Saturday, May 7, 2022

My Amazon Review of Richard Overy's "Blood and Ruins: The Last Imperial War, 1931-1945"

 

A Long Slog

 

Reading “Blood and Ruins” is a long slog vaguely reminiscent of the German Army’s long retreat from Stalingrad to Berlin from 1943-1945. Richard Overy, a distinguished British historian, has written an encyclopedic history of World War II which he rightly starts with the Japanese invasion of Manchuria in 1931. However, with the book running 1040 pages in the print version, it is way too long for the average lay reader interested in the history of that time.

 

He makes up excuses for German, Italian and Japanese aggression in arguing that they were frozen out of the international trading system by colonial preferences of the British and the French. Other countries were frozen out, but they did not start aggressive wars. He also argues that the British and French motivations were to preserve their empires. True, but they were also out to save their own necks in Europe.

 

Overy is a distinguished historian, and I am the rankest of amateurs. Nevertheless, I think he wrong on two major points. He characterizes Chamberlain’s appeasement policy as “containment.” Give me a break. If it were a containment policy, it failed disastrously. He refuses to characterize Soviet Russia as an imperial power. That is flat out wrong. Starting with the Ribbentrop-Molotov Pact the goal of the Soviets was to create an empire in Eastern Europe which they succeeded in implementing with the advancing Red Army.
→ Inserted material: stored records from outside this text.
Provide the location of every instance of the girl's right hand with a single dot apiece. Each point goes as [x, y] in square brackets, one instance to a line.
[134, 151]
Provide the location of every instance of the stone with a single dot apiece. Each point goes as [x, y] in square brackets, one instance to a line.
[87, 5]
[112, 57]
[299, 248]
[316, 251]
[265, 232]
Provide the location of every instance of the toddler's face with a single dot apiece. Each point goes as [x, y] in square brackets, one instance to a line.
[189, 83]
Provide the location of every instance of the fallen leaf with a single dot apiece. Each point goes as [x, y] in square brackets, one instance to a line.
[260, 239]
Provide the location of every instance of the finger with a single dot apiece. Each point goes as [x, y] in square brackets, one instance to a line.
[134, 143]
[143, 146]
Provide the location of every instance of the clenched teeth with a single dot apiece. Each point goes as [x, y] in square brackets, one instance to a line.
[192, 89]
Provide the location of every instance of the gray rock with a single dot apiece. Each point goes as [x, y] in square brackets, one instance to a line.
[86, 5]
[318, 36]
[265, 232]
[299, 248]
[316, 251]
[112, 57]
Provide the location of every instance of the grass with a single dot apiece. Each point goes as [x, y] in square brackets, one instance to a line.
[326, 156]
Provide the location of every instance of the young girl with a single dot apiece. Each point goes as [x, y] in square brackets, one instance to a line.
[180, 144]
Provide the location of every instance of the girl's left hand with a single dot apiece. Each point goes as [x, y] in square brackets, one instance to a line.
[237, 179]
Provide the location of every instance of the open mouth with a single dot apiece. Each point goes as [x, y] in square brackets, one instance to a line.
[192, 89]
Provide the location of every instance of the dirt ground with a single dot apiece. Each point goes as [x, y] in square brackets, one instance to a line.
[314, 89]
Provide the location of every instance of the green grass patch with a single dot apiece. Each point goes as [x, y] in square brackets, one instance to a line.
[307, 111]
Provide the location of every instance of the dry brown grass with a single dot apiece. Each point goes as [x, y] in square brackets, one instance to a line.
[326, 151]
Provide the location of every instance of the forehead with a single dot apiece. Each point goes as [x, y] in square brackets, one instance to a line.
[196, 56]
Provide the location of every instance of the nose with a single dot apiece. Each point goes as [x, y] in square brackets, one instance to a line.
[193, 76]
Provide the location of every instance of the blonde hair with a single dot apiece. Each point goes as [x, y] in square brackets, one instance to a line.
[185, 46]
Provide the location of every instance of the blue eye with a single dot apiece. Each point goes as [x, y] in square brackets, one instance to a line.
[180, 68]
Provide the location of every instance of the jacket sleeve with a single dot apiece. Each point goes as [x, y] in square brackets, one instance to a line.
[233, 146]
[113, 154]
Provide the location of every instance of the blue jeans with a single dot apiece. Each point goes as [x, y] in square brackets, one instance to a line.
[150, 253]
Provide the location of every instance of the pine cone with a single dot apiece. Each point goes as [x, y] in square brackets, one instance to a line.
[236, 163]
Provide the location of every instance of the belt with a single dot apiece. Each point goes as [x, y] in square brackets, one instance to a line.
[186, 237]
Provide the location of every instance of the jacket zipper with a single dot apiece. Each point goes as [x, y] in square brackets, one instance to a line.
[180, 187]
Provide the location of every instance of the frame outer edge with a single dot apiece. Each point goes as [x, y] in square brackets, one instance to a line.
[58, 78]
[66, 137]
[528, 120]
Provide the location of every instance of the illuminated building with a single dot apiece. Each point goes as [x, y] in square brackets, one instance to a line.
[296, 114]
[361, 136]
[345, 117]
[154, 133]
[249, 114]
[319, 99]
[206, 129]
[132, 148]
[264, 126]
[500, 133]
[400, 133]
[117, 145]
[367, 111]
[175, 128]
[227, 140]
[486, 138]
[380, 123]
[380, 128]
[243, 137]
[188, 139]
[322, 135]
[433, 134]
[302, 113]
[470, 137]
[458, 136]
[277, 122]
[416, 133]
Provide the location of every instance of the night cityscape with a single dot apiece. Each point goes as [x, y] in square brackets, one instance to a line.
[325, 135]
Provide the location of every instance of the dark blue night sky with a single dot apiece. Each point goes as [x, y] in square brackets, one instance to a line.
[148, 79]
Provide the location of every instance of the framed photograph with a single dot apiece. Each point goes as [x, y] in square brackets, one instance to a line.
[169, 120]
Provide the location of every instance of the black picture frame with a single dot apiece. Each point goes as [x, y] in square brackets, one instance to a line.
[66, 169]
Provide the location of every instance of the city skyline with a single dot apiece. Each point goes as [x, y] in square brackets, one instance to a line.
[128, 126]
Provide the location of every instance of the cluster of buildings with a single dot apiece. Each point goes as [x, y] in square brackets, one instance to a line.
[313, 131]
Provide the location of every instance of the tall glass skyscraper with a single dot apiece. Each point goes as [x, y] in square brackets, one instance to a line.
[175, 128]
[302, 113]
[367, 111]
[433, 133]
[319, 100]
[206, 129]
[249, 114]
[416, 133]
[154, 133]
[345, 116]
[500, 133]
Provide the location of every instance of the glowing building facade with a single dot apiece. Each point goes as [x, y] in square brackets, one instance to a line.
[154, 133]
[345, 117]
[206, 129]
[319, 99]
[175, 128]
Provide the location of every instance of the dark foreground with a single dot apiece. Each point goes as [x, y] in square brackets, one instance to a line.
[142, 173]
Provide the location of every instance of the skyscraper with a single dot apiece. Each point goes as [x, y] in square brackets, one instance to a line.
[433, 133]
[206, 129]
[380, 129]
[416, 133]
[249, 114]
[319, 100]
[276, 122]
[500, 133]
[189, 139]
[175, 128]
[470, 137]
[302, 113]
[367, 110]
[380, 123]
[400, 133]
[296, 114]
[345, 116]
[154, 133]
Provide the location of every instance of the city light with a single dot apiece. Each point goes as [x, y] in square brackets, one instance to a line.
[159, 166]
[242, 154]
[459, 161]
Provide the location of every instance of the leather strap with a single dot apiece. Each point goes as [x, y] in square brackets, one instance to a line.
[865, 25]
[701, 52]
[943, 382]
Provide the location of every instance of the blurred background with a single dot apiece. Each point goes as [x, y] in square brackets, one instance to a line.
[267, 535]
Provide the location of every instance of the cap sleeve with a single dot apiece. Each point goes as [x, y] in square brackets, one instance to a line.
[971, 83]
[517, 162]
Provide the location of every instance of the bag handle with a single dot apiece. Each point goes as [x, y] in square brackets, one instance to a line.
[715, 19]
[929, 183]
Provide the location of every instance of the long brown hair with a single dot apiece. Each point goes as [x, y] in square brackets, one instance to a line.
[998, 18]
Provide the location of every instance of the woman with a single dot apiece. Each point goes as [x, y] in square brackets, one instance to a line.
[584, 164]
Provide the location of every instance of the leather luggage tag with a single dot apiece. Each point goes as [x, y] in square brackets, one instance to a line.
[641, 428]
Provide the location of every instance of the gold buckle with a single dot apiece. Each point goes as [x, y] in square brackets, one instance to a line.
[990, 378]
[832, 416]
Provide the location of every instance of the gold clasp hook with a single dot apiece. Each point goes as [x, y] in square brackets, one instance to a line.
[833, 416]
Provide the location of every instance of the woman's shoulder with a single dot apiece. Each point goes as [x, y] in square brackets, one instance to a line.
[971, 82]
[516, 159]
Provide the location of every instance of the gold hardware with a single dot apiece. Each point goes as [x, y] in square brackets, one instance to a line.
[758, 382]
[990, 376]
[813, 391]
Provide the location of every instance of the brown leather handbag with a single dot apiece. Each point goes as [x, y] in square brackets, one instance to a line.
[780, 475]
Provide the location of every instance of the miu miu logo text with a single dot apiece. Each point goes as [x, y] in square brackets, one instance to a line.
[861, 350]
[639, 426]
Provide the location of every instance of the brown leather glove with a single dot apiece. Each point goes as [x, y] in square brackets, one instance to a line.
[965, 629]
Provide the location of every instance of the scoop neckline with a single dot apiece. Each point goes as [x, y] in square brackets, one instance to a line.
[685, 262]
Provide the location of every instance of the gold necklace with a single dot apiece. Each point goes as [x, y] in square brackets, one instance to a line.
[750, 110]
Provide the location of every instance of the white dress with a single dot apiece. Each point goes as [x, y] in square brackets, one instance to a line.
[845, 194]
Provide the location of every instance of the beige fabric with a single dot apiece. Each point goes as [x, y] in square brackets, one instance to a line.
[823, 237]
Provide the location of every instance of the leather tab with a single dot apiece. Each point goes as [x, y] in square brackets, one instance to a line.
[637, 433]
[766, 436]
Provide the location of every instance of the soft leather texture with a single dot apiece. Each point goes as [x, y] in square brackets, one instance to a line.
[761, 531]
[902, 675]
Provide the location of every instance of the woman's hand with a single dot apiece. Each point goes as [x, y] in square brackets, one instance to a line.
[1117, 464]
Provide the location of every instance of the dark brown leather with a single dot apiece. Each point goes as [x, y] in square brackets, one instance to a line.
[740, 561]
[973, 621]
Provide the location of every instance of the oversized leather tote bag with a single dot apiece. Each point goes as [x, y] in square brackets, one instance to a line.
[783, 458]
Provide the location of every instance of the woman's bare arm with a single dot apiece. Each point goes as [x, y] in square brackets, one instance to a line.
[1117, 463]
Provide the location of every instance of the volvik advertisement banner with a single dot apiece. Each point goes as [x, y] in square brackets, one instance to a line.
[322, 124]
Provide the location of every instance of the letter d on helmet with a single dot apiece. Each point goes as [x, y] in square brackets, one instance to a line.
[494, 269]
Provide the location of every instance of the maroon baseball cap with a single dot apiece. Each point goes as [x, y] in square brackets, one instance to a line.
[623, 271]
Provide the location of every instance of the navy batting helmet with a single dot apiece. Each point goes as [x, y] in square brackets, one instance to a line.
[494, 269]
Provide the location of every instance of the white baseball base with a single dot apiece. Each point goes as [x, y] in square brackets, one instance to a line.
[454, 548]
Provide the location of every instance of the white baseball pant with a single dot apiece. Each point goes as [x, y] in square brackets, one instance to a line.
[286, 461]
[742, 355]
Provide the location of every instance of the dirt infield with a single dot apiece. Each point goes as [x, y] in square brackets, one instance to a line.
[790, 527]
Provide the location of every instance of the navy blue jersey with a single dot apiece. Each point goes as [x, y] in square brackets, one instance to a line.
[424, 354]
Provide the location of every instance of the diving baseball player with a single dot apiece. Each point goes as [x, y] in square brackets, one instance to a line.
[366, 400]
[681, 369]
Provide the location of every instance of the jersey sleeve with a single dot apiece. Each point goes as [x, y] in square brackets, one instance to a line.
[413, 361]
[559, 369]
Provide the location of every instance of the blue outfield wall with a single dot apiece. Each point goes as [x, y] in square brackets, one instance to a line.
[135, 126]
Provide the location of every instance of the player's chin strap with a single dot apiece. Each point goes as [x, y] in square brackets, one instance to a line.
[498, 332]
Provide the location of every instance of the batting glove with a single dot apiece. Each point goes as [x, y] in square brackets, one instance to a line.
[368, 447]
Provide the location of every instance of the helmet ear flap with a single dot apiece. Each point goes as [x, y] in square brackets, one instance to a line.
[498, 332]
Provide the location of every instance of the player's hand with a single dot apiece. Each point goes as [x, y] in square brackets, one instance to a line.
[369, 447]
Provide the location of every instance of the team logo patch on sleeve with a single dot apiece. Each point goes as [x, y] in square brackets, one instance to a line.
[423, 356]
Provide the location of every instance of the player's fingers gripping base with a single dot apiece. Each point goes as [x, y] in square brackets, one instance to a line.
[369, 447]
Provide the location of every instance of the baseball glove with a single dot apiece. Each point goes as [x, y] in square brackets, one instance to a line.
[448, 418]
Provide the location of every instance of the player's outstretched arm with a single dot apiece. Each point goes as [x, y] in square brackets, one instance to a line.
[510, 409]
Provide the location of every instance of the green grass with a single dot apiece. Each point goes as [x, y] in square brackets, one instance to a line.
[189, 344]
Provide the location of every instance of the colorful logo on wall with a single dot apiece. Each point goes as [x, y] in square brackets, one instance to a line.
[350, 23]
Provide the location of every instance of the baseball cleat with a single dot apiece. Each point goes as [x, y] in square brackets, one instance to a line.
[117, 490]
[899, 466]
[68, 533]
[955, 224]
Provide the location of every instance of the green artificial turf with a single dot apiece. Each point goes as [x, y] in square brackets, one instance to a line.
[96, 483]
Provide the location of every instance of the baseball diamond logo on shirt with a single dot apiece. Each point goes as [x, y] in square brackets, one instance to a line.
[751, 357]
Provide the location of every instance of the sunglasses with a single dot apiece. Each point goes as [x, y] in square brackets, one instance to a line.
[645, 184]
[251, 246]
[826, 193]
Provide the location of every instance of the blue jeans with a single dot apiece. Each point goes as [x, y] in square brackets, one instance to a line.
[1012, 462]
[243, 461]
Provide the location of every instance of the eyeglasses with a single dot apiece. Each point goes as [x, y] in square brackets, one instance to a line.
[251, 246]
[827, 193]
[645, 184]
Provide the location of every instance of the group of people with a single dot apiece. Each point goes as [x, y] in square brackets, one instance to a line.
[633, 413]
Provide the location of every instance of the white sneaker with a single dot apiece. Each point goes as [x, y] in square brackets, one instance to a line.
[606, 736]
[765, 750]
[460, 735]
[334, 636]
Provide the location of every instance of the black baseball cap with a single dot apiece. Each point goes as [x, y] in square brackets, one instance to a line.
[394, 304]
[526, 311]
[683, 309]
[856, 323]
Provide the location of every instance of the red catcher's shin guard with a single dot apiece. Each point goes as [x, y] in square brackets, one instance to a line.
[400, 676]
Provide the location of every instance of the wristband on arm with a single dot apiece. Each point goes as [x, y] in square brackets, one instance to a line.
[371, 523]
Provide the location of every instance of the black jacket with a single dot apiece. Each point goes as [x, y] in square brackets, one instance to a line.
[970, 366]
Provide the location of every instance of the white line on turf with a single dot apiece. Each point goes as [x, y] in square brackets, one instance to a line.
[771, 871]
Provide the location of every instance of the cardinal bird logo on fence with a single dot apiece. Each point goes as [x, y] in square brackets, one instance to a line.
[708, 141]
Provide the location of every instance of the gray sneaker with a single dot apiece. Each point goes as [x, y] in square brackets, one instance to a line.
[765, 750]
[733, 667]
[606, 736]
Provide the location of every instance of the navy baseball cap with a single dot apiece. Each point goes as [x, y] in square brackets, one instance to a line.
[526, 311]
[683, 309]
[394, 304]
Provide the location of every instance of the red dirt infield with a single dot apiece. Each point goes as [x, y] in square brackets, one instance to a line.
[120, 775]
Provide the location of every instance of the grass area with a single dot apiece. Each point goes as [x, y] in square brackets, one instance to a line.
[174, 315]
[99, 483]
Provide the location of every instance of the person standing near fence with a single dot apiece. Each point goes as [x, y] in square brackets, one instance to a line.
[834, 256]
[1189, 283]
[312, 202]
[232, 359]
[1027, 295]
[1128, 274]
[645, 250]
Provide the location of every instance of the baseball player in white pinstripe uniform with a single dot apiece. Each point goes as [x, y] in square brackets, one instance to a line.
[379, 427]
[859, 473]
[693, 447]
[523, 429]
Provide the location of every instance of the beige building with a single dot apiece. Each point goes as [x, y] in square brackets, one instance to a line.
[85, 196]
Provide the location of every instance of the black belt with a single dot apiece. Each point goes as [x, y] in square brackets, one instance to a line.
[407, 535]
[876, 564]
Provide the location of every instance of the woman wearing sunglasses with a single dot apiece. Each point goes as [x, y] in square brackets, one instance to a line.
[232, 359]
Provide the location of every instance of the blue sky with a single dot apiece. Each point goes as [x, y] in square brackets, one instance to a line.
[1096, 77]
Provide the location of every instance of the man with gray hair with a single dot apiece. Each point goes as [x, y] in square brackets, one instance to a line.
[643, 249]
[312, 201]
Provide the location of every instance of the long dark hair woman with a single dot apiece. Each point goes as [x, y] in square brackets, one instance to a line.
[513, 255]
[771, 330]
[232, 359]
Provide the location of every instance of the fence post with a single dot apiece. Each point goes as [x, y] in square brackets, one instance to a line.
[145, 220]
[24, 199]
He also ignores that the Soviets had designs on the West with the Communist parties it controlled. In many respects the Soviets were as much as an aggressor as Hitler.

 

Where Overy shines is his discussion of the horrors of the Pacific war and life under the Japanese occupation. Having known someone who fought in the Battle of Tarawa as a 17-year-old Marine, Overy brings that battle to life. He is also correct in noting that the war resulted in ending the imperial system that had to give way to new nation states in Africa and Asia.

 

There is much in this book, but as I noted at the outset, it is a slog.